5 愛美と過ごした夜

『愛美は初めてかも知れないけれど、俺は初めてじゃないよ』

 浴衣姿の彼女はとても艶やかだった。

 まるで懺悔をする気持ちで愛美にカミングアウトするも、

『そうなの』

という返事。

 自分はあの時どんな言葉を求めていたのだろうか。

『別れていたんだもの。その間に他の方と縁があっておつきあいしていてもおかしくはないわ』

 寛容さを求めていたわけじゃない。半年も経たないうちに他の人へ心が移るような誠意のなさを責められたかったのかもしれない。

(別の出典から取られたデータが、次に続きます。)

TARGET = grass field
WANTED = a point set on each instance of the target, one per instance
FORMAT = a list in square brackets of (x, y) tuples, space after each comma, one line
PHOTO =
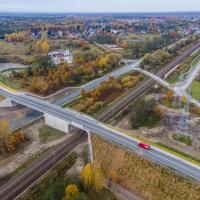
[(149, 180), (195, 90), (16, 52), (14, 83), (48, 134)]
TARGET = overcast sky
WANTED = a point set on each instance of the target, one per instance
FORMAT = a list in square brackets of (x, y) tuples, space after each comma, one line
[(99, 5)]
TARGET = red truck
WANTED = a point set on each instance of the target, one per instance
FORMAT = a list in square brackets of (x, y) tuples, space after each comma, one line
[(144, 146)]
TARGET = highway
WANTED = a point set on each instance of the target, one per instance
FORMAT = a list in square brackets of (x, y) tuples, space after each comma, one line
[(89, 124), (19, 183), (95, 83), (69, 97)]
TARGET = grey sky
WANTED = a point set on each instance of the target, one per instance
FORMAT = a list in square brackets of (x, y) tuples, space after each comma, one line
[(99, 5)]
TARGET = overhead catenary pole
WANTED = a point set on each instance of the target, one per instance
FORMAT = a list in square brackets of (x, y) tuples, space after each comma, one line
[(90, 147)]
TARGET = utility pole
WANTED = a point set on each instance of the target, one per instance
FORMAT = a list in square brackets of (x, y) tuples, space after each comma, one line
[(90, 147)]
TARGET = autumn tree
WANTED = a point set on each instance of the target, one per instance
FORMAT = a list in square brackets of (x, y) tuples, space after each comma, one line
[(43, 46), (98, 177), (169, 95), (4, 134), (87, 176), (92, 176), (71, 192)]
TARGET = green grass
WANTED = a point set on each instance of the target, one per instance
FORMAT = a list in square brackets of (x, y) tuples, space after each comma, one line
[(182, 138), (169, 149), (52, 186), (14, 83), (16, 52), (195, 89), (47, 134)]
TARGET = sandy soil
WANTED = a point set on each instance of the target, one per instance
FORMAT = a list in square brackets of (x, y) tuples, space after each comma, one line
[(14, 113), (164, 132)]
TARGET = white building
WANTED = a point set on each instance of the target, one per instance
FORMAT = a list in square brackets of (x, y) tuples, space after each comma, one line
[(59, 56)]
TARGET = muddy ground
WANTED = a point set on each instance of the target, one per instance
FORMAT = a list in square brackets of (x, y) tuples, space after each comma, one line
[(163, 133)]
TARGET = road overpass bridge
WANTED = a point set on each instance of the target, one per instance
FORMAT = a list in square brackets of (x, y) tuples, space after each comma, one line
[(71, 117)]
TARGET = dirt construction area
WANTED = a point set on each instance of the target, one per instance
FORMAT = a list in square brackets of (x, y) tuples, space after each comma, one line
[(163, 133)]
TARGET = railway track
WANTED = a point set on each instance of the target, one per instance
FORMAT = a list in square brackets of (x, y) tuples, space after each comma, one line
[(13, 188), (144, 86), (18, 184)]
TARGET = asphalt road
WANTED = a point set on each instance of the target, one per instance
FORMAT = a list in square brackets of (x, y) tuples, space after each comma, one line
[(92, 125), (95, 83), (69, 97)]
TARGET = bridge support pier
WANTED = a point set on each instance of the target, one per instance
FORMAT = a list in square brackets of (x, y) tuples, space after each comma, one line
[(90, 147), (57, 123), (7, 103)]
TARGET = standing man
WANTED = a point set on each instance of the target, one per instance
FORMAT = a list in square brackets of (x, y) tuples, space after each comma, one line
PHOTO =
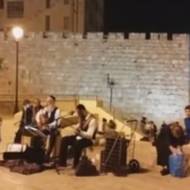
[(85, 133), (27, 115)]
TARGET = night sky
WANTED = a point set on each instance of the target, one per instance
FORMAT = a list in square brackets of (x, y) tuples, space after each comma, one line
[(147, 16)]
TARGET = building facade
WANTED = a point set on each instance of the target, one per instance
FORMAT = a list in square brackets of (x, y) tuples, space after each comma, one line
[(43, 15)]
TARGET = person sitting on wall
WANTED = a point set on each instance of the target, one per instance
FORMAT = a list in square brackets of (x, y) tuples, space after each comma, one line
[(187, 122), (169, 141), (53, 116), (85, 133), (26, 119), (36, 108)]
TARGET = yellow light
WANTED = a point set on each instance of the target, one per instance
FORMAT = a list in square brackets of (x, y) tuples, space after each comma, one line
[(17, 33)]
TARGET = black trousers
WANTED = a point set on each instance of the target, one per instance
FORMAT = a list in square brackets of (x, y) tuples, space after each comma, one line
[(52, 142), (77, 147)]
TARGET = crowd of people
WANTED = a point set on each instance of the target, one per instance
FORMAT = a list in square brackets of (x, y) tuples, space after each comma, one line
[(168, 140), (47, 119)]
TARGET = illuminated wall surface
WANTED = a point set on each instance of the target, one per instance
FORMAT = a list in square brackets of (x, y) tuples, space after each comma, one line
[(151, 76)]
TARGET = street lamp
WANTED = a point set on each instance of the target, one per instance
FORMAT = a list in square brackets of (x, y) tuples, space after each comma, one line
[(18, 34)]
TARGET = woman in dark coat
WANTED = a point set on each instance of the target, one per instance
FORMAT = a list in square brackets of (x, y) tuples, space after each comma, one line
[(169, 141)]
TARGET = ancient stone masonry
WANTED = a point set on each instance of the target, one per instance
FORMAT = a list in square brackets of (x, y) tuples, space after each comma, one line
[(151, 75)]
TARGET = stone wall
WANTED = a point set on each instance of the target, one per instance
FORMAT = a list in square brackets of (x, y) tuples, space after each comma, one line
[(151, 76)]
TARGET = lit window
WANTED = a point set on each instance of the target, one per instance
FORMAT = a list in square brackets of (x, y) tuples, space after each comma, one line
[(66, 23), (66, 2), (15, 9), (1, 4), (47, 23)]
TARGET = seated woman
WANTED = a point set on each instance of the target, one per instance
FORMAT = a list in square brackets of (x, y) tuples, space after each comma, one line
[(169, 141)]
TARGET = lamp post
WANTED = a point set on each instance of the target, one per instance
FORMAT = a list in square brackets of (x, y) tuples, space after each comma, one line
[(18, 34)]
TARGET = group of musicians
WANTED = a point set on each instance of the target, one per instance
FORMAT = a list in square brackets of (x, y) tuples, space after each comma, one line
[(47, 119)]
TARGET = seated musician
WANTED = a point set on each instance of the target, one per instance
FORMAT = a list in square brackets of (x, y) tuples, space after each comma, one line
[(85, 133), (27, 115), (53, 114), (36, 108)]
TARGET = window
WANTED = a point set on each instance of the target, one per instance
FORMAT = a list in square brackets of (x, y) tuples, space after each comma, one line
[(15, 9), (48, 2), (1, 4), (66, 2), (66, 23), (47, 23)]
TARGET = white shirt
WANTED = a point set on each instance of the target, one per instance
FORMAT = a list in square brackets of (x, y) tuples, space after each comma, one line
[(92, 127), (47, 110)]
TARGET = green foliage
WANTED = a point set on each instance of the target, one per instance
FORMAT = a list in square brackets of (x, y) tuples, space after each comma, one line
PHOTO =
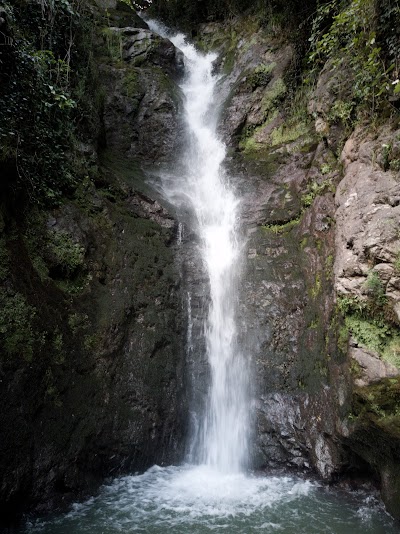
[(47, 66), (287, 133), (373, 335), (68, 254), (261, 76), (342, 112), (113, 41), (350, 34), (279, 228), (16, 324), (4, 260), (375, 289), (396, 263)]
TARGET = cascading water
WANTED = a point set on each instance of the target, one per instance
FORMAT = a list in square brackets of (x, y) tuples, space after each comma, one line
[(217, 493), (223, 434)]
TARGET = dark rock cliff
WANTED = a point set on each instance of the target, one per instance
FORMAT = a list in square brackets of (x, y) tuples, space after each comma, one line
[(92, 327), (320, 293), (92, 330)]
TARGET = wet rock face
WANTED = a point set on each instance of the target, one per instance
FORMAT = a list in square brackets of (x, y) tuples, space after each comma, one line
[(143, 101), (110, 399), (368, 214), (105, 393)]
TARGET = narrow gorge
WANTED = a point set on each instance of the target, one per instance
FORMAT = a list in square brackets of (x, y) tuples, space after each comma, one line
[(200, 266)]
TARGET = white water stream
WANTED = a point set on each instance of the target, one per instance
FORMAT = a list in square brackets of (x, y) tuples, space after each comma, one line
[(224, 430), (217, 493)]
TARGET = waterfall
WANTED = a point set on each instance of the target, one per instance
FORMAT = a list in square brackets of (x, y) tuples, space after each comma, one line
[(221, 440), (224, 429)]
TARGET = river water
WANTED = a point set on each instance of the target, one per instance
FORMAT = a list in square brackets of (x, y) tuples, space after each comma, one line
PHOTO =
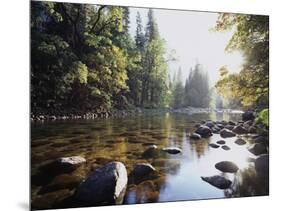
[(125, 139)]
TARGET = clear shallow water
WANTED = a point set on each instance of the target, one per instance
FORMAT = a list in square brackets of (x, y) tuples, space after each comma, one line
[(125, 139)]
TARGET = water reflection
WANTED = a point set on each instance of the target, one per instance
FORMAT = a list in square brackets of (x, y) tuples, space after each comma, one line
[(125, 139)]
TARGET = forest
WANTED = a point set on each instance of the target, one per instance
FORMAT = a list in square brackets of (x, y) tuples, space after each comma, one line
[(83, 58)]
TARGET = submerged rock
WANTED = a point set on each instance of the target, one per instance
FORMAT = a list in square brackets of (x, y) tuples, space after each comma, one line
[(231, 123), (63, 181), (221, 142), (258, 149), (172, 150), (151, 151), (214, 145), (252, 129), (195, 136), (240, 141), (225, 147), (218, 181), (51, 200), (209, 124), (143, 169), (204, 131), (229, 127), (63, 165), (225, 133), (105, 185), (262, 165), (239, 130), (227, 166), (248, 115)]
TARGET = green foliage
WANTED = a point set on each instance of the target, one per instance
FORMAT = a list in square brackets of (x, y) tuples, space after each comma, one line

 けれども、責められて楽になりたいというのは自己中心的感情だ。

 愛美はあっさりしているのではなく、常識良識的に考えた時責めることはできないと判断したに過ぎない。そんなことは重々承知。

 でも好きなら、怒って欲しいと思ってしまったのだ。


 好きだからこそ赦すという気持ちもわからないではない。

 だが彼女のダメなことはダメとはっきり言うところに惚れた自分としてはなんだか残念な気持ちになる。

 言わせてあげられなくしたのは自分なのに。


『理解があるんだな』

 そんな言い方しかできない自分。

 自分はまだまだ子供なんだと思った。


 花穂の傍が居心地がいいのはきっと、年下として扱われているからだと思う。彼女には”大人っぽい”と言われたことは何度かあるが”可愛い”と言われたこともある。

 こんな自分はやはり愛美にはふさわしくないと思う。


 終わりにできない理由があるなら。

 未練があるなら断ち切らなければいけないと思った。

 誠意もなく、わがままで子供な自分。


──愛美は理想で俺を見ているのではないだろうか?

 

 彼女にはもっとふさわしい相手がいるのではないか?

 そう感じた。


 結菜もまた寛容だと思う。

 愛美と二人きりで会っていても何も言わないのだから。


──いや違う。好きと言う気持ちは、同時に弱みでもあるんだ。


 二人と接していると自分の嫌なところやダメな部分しか見えてこない。こんな奴とつき合っていて幸せになれるのだろうかと疑問さえ感じてしまう。

 ダメなら直せばいい。確かにその通りだと思う。


──こんなの全部言い訳なんだ。

 俺は逃げているだけ。傷つけたくないから沈黙するのは、自分が傷つきたくないから。


『年上の元カノさんのことが好きなんじゃないかなって』

 不意に結菜に言われた言葉が頭を過る。

 自分は花穂が好きなのだろうか?

 確かに引きづっている。それは認める。


「ん?」

 音楽が変わる。誰かから電話がかかってきたようだ。

 スマホの画面に視線を向けると花穂からだった。

 途端に緊張してしまう。

 とは言え、出ないわけにもいかない。深呼吸をすると通話をタッチした。

「はい」

『あ、奏斗。今、平気?』

 花穂の声はとても心地の良いトーン。柔らかい声で落ち着く。

 大丈夫だと告げると、食事の誘い。時刻は午後六時前。

『奏斗に自宅の近くにいるから』

「うん、出るよ」

 久々に映画の話でもしながら食事を楽しもうという。ほんとに映画が好きなんだなと思いながら上着を掴む。

 

 一階に降りると母が帰宅したところだった。

 夕飯は要らないと伝えると、

「彼女と出かけるの?」

と聞かれる。

 久々に花穂に会うと伝えればとても驚いた顔をされた。

「ヨリ、戻せばいいのに」

と母。

「彼女いるのにか?」

 何言っているんだ一体と思いながら靴を履く。花穂はつき合った期間は短いものの、よくうちに寄ってくれたのだ。そして妹とも母とも仲が良かった。

 別れたと言った時は凄くびっくりされたものだ。

「結菜ちゃんも可愛いけれど、奏斗には年上の方が合うわよ」

「そう?」

 ポケットに鍵があることを確認すると、行ってくると母に告げ自宅を後にしたのだった。


 待ち合わせは近くのコンビニ。

 今日は手土産を用意していないからと言うことだった。

 そんなの良いのにとは言ったが、

『礼儀は大切でしょ? 久々なんだし、自宅前で待ち合わせして風花ちゃんやおばさんに会わずにいるのは難しいわ』

と彼女。 

 まるでこの先もつき合うつもりがあると言われているようで、なんとなく嬉しい気持ちになったことは秘密だ。